Why didn't the comptroller's office try to take over the town when white people were responsible for the financial mismanagement?

Mason is 60 percent Black and heavily Democratic. If the city is disbanded, residents will only belong to Tipton County, where 75 percent of residents are white and 71 percent voted Republican in the 2020 presidential election.

Mason was founded in 1869 and is home to many whose ancestors were enslaved in the area. Since the Civil War, Black communities (in similar fashion to the Indigenous communities before them) have been destroyed with a range of methods including including violence, dishonest legal maneuvering and even the construction of freeways. Only recently was the beachfront property in Manhattan Beach, California, taken from Willa and Charles Bruce in 1924 through eminent domain returned to their descendants. While the situation in Mason is different, it was still an attempted takeover of that which belongs to African Americans.

What is the right of a city to exist?

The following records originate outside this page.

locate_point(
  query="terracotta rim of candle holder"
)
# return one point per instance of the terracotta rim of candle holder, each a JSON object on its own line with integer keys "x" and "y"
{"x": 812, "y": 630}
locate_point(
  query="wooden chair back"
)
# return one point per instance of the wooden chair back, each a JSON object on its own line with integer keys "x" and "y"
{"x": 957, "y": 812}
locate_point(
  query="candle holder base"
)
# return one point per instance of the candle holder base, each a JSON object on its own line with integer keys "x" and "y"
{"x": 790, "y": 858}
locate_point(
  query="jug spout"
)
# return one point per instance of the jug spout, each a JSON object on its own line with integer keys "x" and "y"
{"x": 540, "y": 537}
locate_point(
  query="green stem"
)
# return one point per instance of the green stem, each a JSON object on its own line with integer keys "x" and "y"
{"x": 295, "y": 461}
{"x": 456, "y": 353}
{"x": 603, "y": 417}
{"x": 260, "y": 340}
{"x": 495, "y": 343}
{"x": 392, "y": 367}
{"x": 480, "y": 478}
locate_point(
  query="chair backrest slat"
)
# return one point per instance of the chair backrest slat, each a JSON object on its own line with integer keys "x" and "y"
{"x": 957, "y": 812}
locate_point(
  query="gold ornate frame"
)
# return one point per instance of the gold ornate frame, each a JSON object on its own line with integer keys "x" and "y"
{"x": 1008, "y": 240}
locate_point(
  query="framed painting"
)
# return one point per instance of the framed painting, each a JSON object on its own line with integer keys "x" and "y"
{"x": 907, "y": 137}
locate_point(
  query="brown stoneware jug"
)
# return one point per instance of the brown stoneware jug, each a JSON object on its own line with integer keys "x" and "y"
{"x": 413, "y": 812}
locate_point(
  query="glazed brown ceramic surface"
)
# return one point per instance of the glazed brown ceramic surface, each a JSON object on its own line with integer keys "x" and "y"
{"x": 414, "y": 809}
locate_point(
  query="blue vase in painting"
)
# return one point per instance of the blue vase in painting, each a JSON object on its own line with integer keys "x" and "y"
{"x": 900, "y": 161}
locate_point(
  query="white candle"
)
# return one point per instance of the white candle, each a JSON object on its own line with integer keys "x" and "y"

Does the answer change if the city is predominately African American and about to benefit from a lucrative business enterprise bringing money and jobs?

What’s happening in Tennessee is disturbing. The state has already been making regrettable policy decisions related to what subjects should be taught in school and how the state should address the pandemic. Combined with the hostility shown to Mason, Tennessee is looking less like a site for a state-of-the-art manufacturing plant for Ford’s electric trucks and more like a state that’s just emerged from the Civil War.